Albumin Infusions in Patients with Cirrhosis

Posted by Carla Rothaus

Published March 3, 2021

In the trial by China et al., did albumin infusions, as compared with standard care, improve outcomes in patients with decompensated cirrhosis?

Infection and increased systemic inflammation cause organ dysfunction and death in patients with decompensated cirrhosis. China et al. evaluated whether increasing the serum albumin level to 30 g per liter or more with the use of repeated daily infusions of albumin, as compared with standard care in the United Kingdom, would improve outcomes among hospitalized patients with decompensated cirrhosis. Read the NEJM Original Article here.

Clinical Pearls

Q: What is the rationale for investigating the use of albumin in patients with cirrhosis?

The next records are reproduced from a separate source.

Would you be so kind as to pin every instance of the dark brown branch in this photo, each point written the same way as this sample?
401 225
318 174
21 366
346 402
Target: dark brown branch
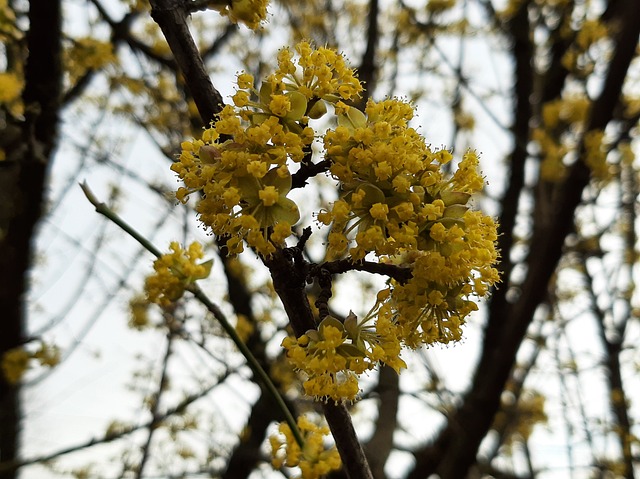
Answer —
456 447
308 170
171 16
401 274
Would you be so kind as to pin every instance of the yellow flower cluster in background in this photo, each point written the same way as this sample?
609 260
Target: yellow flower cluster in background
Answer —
174 272
17 361
315 460
250 12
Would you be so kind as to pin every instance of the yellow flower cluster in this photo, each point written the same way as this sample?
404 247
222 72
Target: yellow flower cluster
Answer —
250 12
559 136
333 355
10 87
314 460
241 164
15 362
174 272
401 207
87 54
397 205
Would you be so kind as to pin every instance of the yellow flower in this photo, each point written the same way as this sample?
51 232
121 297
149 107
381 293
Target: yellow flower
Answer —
314 460
174 272
10 87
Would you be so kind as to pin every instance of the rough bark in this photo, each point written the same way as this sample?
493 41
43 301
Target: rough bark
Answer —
23 177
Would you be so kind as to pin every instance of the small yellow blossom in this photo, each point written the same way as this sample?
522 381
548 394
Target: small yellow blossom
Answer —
10 87
314 460
174 272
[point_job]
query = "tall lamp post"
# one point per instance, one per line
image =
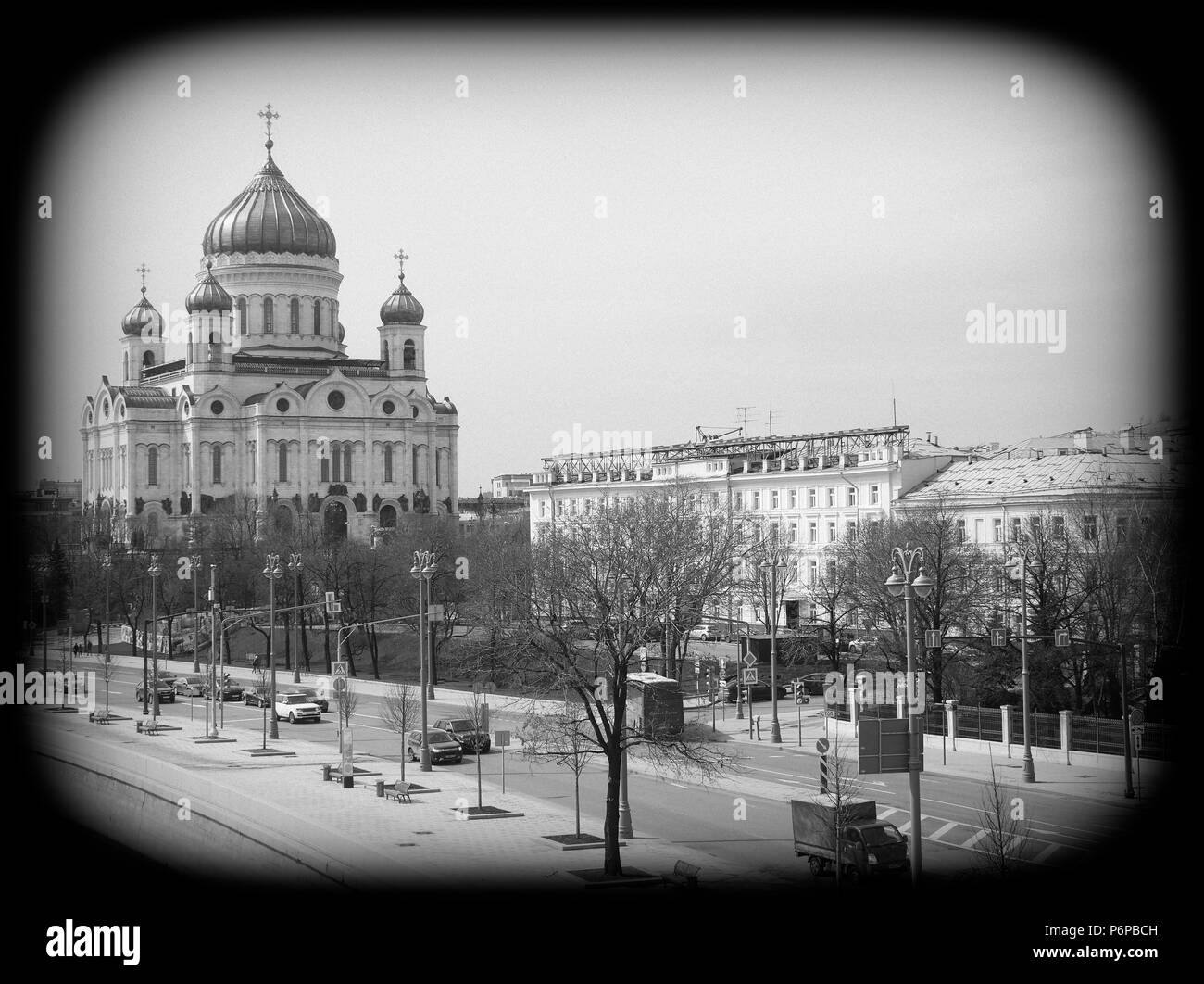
(107, 563)
(424, 567)
(155, 570)
(195, 559)
(273, 573)
(295, 566)
(1019, 571)
(901, 582)
(773, 566)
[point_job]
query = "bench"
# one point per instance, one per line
(684, 874)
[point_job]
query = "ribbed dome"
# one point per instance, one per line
(269, 217)
(208, 294)
(140, 316)
(401, 308)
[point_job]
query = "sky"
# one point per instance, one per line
(643, 229)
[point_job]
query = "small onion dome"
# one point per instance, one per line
(208, 294)
(401, 308)
(140, 316)
(269, 217)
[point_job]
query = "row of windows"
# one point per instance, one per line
(313, 317)
(1090, 527)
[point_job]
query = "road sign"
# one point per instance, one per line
(883, 746)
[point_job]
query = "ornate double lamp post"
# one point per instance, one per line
(901, 582)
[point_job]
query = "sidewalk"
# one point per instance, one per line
(350, 836)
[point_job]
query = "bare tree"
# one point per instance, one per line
(400, 711)
(1004, 827)
(564, 738)
(618, 569)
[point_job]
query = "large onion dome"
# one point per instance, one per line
(208, 294)
(140, 316)
(401, 306)
(269, 217)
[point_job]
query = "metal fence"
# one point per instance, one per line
(1102, 736)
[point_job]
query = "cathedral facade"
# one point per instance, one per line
(265, 414)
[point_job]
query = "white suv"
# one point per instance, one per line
(296, 707)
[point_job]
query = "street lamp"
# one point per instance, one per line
(424, 567)
(155, 570)
(773, 567)
(107, 563)
(1019, 570)
(295, 566)
(273, 573)
(901, 582)
(195, 561)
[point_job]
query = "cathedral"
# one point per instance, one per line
(265, 414)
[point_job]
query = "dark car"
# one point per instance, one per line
(462, 731)
(254, 698)
(232, 690)
(444, 747)
(759, 691)
(313, 696)
(167, 690)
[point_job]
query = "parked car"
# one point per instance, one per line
(254, 698)
(165, 689)
(296, 707)
(462, 731)
(313, 696)
(444, 747)
(232, 690)
(189, 687)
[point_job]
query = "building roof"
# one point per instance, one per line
(1047, 476)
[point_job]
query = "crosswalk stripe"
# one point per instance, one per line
(938, 834)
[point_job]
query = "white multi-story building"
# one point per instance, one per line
(265, 405)
(807, 490)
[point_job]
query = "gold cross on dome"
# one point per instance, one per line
(266, 113)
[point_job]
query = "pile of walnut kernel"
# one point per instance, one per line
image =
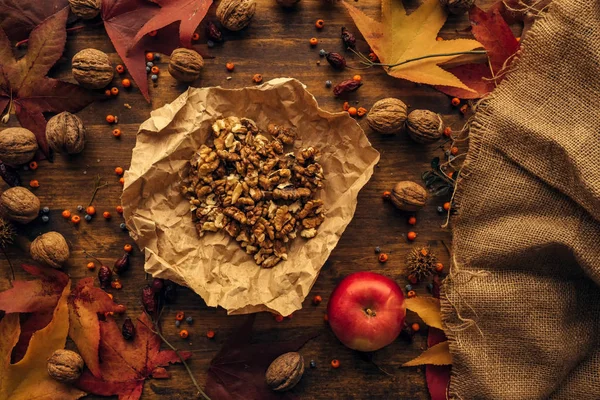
(244, 183)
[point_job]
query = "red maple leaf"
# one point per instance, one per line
(24, 85)
(126, 365)
(35, 300)
(189, 12)
(492, 31)
(238, 370)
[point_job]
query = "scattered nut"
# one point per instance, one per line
(408, 196)
(387, 116)
(185, 65)
(65, 133)
(19, 205)
(65, 366)
(92, 69)
(236, 14)
(285, 371)
(17, 146)
(51, 249)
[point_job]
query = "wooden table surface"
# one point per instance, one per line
(274, 45)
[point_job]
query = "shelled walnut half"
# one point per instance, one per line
(244, 182)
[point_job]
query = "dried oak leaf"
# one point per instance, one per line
(35, 300)
(238, 370)
(492, 31)
(399, 37)
(25, 82)
(189, 12)
(127, 364)
(85, 302)
(28, 378)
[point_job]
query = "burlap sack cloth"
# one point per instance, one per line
(522, 302)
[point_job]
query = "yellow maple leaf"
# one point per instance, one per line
(400, 37)
(435, 355)
(29, 379)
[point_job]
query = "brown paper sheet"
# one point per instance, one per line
(215, 266)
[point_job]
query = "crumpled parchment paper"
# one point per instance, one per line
(215, 266)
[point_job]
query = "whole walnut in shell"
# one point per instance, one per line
(65, 366)
(408, 196)
(424, 126)
(86, 9)
(65, 133)
(387, 116)
(285, 371)
(92, 69)
(236, 14)
(17, 146)
(457, 6)
(19, 205)
(51, 249)
(185, 65)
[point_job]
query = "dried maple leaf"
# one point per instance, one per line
(29, 379)
(25, 82)
(126, 365)
(238, 370)
(400, 37)
(85, 302)
(189, 12)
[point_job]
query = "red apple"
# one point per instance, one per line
(366, 311)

A: Preclinical studies have shown an antiinflammatory effect of albumin in patients with cirrhosis; this finding suggests that infusions of albumin might limit systemic inflammation, prevent infections, reduce the risk of kidney dysfunction, and increase survival. A low serum albumin level has been associated with an increased risk of death among hospitalized patients who have cirrhosis and infections, and albumin infusions that increased serum levels to more than 30 g per liter have reduced systemic inflammation among patients with decompensated cirrhosis and have reduced the incidence of nosocomial infection among patients with cirrhosis who were hospitalized with nonspontaneous bacterial peritonitis infections.

Q: Have prior trials of albumin uniformly shown a benefit in patients with cirrhosis?

A: Clinical trials of albumin have shown conflicting results. A trial of albumin in patients with spontaneous bacterial peritonitis showed a benefit, but a trial involving patients with other infections did not, and the latter trial was terminated because of lethal pulmonary edema associated with albumin. A recent meta-analysis did not show that any interventions in patients with the hepatorenal syndrome reduced the incidence of death from any cause, and another recent meta-analysis did not show differences between albumin and other plasma expanders with respect to the incidence of death after large-volume paracentesis.

Morning Report Questions

Q: In the trial by China et al., did albumin infusions, as compared with standard care, improve outcomes in patients with decompensated cirrhosis?

A: In this trial, patients were randomly assigned to receive either targeted 20% human albumin solution for up to 14 days or until discharge, whichever came first, or standard care. The trial did not show a benefit of targeted albumin therapy over the current standard care. The primary end point was a composite of infection from any cause, kidney dysfunction, or death in hospitalized patients between trial day 3 and day 15. In the intention-to-treat analysis, a total of 113 of 380 patients (29.7%) in the albumin group and 120 of 397 patients (30.2%) in the standard-care group had a protocol-defined composite primary end-point event (adjusted odds ratio, 0.98; 95% CI, 0.71 to 1.33; P=0.87). There were no apparent benefits of the intervention with respect to the primary end point in any of the subgroups analyzed. There were no significant between-group differences in the incidence of death at 28 days, 3 months, and 6 months.

Q: What were some additional results of the trial by China et al.?

A: There was no evidence of significant between-group differences during treatment with respect to the development of new respiratory, cardiovascular, or cerebral dysfunction or the use of terlipressin. Also, there was no significant between-group difference in the duration of hospitalizations. There were more severe or life-threatening serious adverse events, especially pulmonary edema or fluid overload, in the albumin group than in the standard-care group.